Is Feingold a Deceiver or Simply Delusional?

Sen. Russ Feingold (L) & Ron Johnson (R) meet in 1st debate




During the first debate between candidates for the Senate seat in Wisconsin, Senator Russ Feingold madean interesting appeal–he was gunning for support from the Tea Party.

Senator Russ Feingold (D-WI) had an interesting appeal during his debate with Republican opponent Ron Johnson.  The three termed Democrat tried to engraciate himself with those in the Tea Party.  Feingold pointed out that he was the only Senator to vote against the Patriot Act.  Feingold was proud of his maverick anti-Wall Street stances and his opposition to Banking Reform in the mid 1990s.  Feingold is also banking that the energized outsiders would appreciate his conservative stance on gun control and his aversion to budgetary earmarks.

Feingold has tried traditional tactics for liberals.  He has stoked class warfare.  During the debate, Feingold noted that he was the only Senator who was not a millionaire and that there should be some economic diversity in the upper chamber.  His ads have tried to his opponent as a mean millionaire who is trying to take away childrens’ health care, womens’ “choice” about killing an unwanted infant and taking away our health care.

It is hard to appeal to voters in a change election as being an outsider even if you fashion yourself as a self-styled maverick when you have been in office since the 1992 election.  Feingold  faciley aligned himself with Tea Party types against Wall Street reform, but he conveniently fails to mention that he did not think that it went far enough which is a far cry from conservatives who would like to return to some semblance of capitalism.  Feingold’s quixotic stand against the passage of the Patriot Act might win plaudits from some Libertarians segments of the Tea Party. But the opposition to the Patriot Act seemed less about protecting civil liberties when you consider his staunch opposition to any military action against Iraq.

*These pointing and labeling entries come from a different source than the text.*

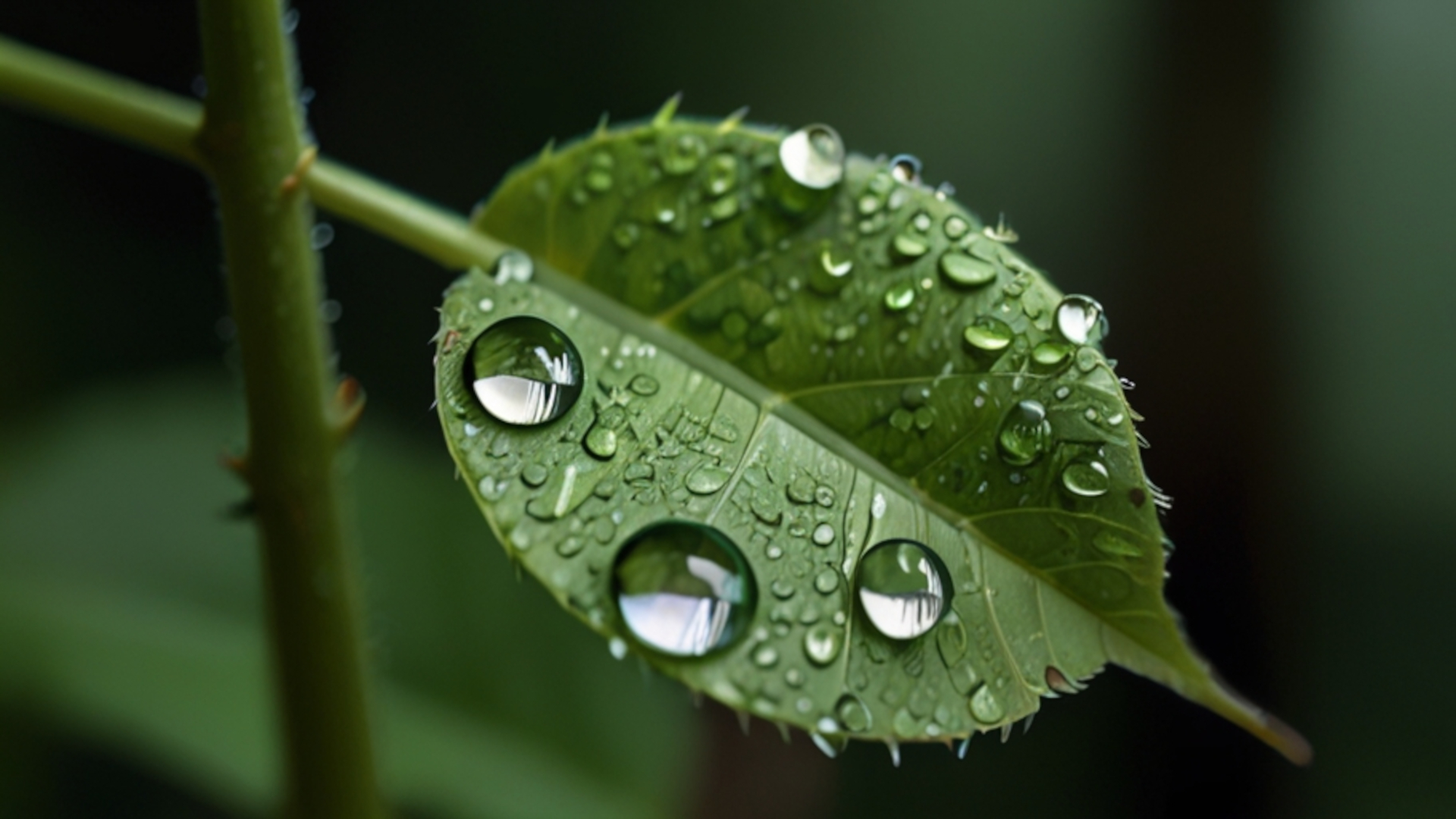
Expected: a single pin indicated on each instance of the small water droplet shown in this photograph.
(1114, 544)
(626, 235)
(644, 385)
(877, 507)
(525, 372)
(852, 713)
(906, 169)
(1050, 353)
(965, 271)
(601, 442)
(682, 152)
(513, 265)
(986, 707)
(321, 235)
(813, 156)
(823, 535)
(1087, 479)
(900, 297)
(1081, 319)
(989, 334)
(683, 589)
(723, 174)
(821, 645)
(910, 245)
(1025, 433)
(903, 588)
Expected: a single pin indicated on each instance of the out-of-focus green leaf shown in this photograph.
(128, 613)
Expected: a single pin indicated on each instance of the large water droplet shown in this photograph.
(989, 334)
(525, 372)
(1081, 319)
(683, 589)
(903, 588)
(1025, 433)
(906, 168)
(1087, 479)
(813, 156)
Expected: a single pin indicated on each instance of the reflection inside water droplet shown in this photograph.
(813, 156)
(1081, 319)
(683, 589)
(903, 588)
(1087, 479)
(906, 168)
(1025, 433)
(525, 372)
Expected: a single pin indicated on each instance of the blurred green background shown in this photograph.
(1260, 193)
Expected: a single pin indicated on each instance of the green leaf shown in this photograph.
(807, 357)
(137, 626)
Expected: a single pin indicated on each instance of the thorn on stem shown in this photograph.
(348, 406)
(294, 180)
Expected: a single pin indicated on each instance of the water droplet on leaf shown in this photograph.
(683, 589)
(903, 588)
(1025, 433)
(525, 372)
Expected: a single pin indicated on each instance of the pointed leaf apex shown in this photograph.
(669, 110)
(733, 120)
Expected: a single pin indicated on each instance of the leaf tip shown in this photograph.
(733, 121)
(669, 110)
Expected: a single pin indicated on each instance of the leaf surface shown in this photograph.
(811, 371)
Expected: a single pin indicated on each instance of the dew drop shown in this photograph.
(821, 645)
(513, 265)
(1081, 319)
(986, 707)
(1085, 479)
(626, 235)
(682, 153)
(989, 334)
(906, 169)
(823, 535)
(852, 713)
(601, 442)
(903, 588)
(967, 271)
(1112, 544)
(1025, 433)
(1050, 353)
(813, 156)
(683, 589)
(525, 372)
(900, 297)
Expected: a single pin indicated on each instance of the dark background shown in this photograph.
(1260, 193)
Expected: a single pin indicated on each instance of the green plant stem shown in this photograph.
(166, 123)
(249, 142)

The two loadstones that sink any Tea Party support for Feingold is campaign finance reform and the government takeover of health care.   No Tea Party activist will forget that the law that limited free speech before an election which indirectly aided unions and liberal groups was named the McCain Feingold act.  The Health Reform Act stokes much of the animus against incumbents this election.  Feingold was one of the only Democrat in America that ran a pro health care ad as part of his re-election campaign.  Feingold’s outspoken support on Obamacare should make his Tea Party appeal DOA.

Wisconsin has a history of being a progressive state.  And Feingold’s voting record certainly has followed that tradition, garnering 90% from the ACLU and 100% from environmentalists.  Polls suggest that Feingold is in serious trouble by first time candidate Republican Senate candidate Ron Johnson.  Feingold has been down in polls since July.  Johnson has been consistently leading by an average of 7 points.

But Senate races in the land of Cheeseheads often is personality driven.  When Feingold was the surprise winner of 1992 Senate Democrat primary, Feingold was able to break above the fray by using humor while opponents bashed him.  One infamous ad  had Elvis coming back from the grave to give his imprimatur to Feingold.  Another spot showed Feingold opening up a closet and saying “No skeletons.”  This amiable, guy-next-door persona helped him defeat incumbent Senator Bob Kasten, Jr. (R-WI) in the general election.

Ron Johnson truly cultivated his outsider appeal by admitted that he had never been between the beltways until he started his Senate run.  His stances about being skeptical about anthropogenic climate change, being against big government and opposed to the behemoth Health Care legislation endears himself to the smart government country class conservatives that comprise much of the Tea Party.  But Johnson's television ad that seems like a homage to the UPS blackboard campaign catches the zeitgeist and defines his persona.

Johnson sold his virtues and stressed that he was an outsider in one felled swoop.  He was not overtly negative but pointed out the nearly three score of Senators who were lawyers, but none who came from manufacturing and only one from accounting.  The partisan charges of being an out of touch millionaire do not stick with this sort of a plain spoken persona.

While I do not think that Senator Feingold is simply delusional, I think that he is deceiving himself to think that his battlefield conversion to conservatism will resound among the electorate.